- Theatrical release poster
- Directed by: Paul Mazursky
- Written by: Roger L. Simon Paul Mazursky
- Produced by: Paul Mazursky
- Starring: Bette Midler; Woody Allen;
- Cinematography: Fred Murphy
- Edited by: Stuart H. Pappé
- Music by: Marc Shaiman
- Production companies: Touchstone Pictures Silver Screen Partners IV
- Distributed by: Buena Vista Pictures Distribution
- Release date: February 22, 1991;
- Running time: 87 minutes
- Country: United States
- Language: English
- Budget: $3 million
- Box office: $19 million

= Scenes from a Mall =

1991 film by Paul Mazursky

Scenes from a Mall is a 1991 American comedy film directed by Paul Mazursky, written by Mazursky and Roger L. Simon, and starring Bette Midler and Woody Allen. The title is a play on Ingmar Bergman's Scenes from a Marriage, and the film itself features similar themes of marital disintegration. The film is Woody Allen's first film since The Front in which he did not write or direct.

The film received mostly negative reviews, with critics focusing on the characters' arbitrary and unrealistic emotional reactions, lack of successful humor and overdone production. It grossed $19 million against a $3 million budget.

==Plot==

Nick, a sports lawyer, is married to psychotherapist and author Deborah. After years of being happily married, Nick reveals to Deborah that he has had an affair. She is soon shocked and requests a divorce, but later admits that she herself has been unfaithful.

==Cast==
- Bette Midler as Deborah Fifer
- Woody Allen as Nick Fifer
- Bill Irwin as Mime
- Daren Firestone as Sam
- Rebecca Nickels as Jennifer
- Paul Mazursky as Doctor Hans Clava
- Marc Shaiman as Pianist
- Fabio Lanzoni as Handsome Man

==Production==
Most of the mall scenes were filmed at the Kaufman Astoria Studios sound stages in Queens, New York. Mall scenes with elevators and escalators were filmed at the Stamford Town Center in Stamford, Connecticut. Mall exteriors were filmed at the Beverly Center in Los Angeles, California, the mall where most of the picture is set.

==Reception==
The film received generally negative reviews. On Rotten Tomatoes it has an approval rating of 32% based on reviews from 25 critics. Audiences polled by CinemaScore gave the film an average grade of "C−" on an A+ to F scale.

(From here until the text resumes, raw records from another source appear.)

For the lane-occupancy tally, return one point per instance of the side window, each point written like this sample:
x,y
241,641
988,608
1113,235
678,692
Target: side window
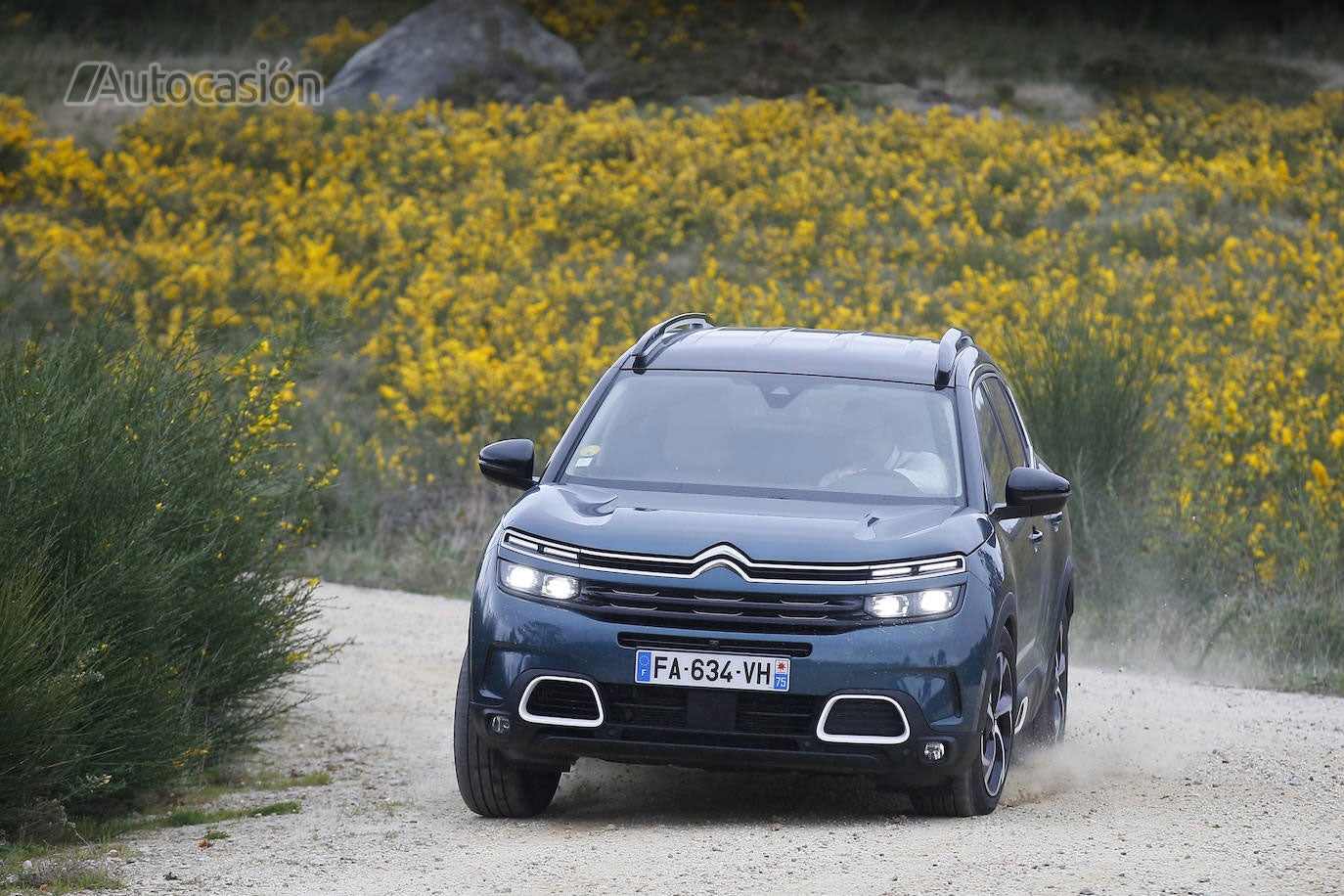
x,y
992,446
1008,420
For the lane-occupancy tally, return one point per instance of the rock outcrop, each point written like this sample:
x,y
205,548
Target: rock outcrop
x,y
466,51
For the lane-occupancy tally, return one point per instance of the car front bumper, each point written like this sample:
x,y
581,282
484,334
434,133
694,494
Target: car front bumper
x,y
930,672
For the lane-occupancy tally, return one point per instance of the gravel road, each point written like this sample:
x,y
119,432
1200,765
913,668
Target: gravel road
x,y
1163,787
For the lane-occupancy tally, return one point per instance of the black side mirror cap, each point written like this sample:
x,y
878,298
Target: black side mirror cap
x,y
1034,492
509,463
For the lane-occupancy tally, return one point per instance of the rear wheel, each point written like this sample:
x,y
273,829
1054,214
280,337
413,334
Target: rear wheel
x,y
489,784
976,791
1049,726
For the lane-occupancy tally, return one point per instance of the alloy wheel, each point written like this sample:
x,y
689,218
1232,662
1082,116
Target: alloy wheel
x,y
996,737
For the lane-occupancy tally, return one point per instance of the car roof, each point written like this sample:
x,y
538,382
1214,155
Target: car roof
x,y
852,353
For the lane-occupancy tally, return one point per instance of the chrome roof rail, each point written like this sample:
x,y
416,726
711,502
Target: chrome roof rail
x,y
949,345
644,349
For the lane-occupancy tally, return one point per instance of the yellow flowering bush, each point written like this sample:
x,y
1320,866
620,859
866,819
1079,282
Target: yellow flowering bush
x,y
488,262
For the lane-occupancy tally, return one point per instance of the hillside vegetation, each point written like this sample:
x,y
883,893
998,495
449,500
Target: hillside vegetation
x,y
1163,280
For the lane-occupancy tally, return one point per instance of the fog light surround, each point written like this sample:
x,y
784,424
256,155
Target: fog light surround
x,y
536,583
915,605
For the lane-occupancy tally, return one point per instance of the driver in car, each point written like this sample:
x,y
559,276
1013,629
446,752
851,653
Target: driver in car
x,y
874,449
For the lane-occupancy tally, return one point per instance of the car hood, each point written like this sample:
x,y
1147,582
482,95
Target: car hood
x,y
781,529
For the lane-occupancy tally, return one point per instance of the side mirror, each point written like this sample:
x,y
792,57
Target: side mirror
x,y
509,463
1034,492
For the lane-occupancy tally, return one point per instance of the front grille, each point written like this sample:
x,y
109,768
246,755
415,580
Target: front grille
x,y
553,698
721,610
726,555
744,712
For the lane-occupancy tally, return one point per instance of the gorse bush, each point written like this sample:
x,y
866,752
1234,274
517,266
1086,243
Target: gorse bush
x,y
147,615
1164,283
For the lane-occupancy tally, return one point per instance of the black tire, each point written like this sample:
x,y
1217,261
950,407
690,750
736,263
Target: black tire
x,y
1048,727
491,786
976,791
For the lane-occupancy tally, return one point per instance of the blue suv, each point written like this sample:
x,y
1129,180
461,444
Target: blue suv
x,y
773,548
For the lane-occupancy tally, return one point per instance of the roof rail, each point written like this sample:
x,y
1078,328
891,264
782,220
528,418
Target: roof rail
x,y
952,341
644,349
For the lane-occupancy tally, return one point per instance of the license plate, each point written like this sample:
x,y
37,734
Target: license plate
x,y
734,672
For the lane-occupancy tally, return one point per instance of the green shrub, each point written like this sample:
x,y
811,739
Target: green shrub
x,y
147,615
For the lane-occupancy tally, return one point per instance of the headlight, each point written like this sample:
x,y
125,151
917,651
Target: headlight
x,y
913,605
523,579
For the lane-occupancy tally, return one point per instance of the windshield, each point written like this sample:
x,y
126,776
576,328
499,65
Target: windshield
x,y
773,434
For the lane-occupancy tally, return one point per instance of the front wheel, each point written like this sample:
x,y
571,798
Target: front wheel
x,y
492,786
976,791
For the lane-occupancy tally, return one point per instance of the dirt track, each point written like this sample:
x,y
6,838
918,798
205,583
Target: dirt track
x,y
1164,786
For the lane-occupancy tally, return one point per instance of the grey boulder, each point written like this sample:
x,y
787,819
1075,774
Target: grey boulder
x,y
461,50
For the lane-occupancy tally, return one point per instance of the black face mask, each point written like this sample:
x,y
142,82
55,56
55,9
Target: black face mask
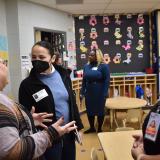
x,y
40,66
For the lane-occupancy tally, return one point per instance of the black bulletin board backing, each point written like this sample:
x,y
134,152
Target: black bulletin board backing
x,y
139,59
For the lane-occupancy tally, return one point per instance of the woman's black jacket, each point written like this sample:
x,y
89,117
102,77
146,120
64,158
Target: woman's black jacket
x,y
32,85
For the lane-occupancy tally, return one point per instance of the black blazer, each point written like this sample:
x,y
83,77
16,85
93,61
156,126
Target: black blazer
x,y
32,85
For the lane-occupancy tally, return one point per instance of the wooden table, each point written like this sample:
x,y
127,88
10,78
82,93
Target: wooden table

At the time of its release, film critics almost unanimously commented that the characters' emotional responses were contrived and false, and that the gaudy set design and production seemed an obvious effort to hide the film's lack of both comedic value and dramatic substance. Roger Ebert summarized the story as "a fog of arbitrary storytelling and desperate gimmicks, sudden revelations and unmotivated mood swings, in a movie that seems to have been written without having been thought about very much." On their television show, Ebert's colleague Gene Siskel called the film "stunningly unfunny," saying he "didn't laugh once when they were inside the mall, and that's incredible for a film with these two stars." Siskel also wondered if Allen's paycheck was the sole reason for his appearance in the film.

The Los Angeles Times Peter Rainder opined that "the pairing of Allen and Midler, which might seem like the kind of weirdo match-up that could produce a comedy classic, never takes flight. ... Allen and Midler are such highly individual actors that they never quite seem to be in the same orbit; the series of juicy marital revelations that keep perking the movie come across as forced and schematic because we never really believe in the relationship." Variety similarly said that the characters' "emotional storms never achieve any veracity. They seem like just another indulgence on the part of the pampered, secure spouses."

Many critics found the film's awfulness to be especially startling in light of its esteemed director and lead actors. Time Out, for example, said it "comes over as a piss-take of Mazursky by Mazursky." However, most commented that Allen and Midler's performances were not to blame, as there was simply no way to play the characters that would have made them likable or believable. Vincent Canby of The New York Times, one of the few to give the film a positive recommendation, instead argued that Allen and Midler saved the thin and unstructured script: "Little by little, though, the stars take over their characters. They play together with a straight-on honesty that is funny because of the oddball situations, and moving for the unexpected, easy legitimacy of the performances."

Scenes from a Mall was amongst Siskel & Ebert's worst movies of 1991. Gene Siskel, who chose the film for the list with Ebert approving the choice, remarked, "Bette Midler and Woody Allen in the same film as a married couple? Well, the very idea of that is funnier than anything in the movie!"

==Box office==

The film was not a box office success, it grossed $9.6 million and $19 million worldwide.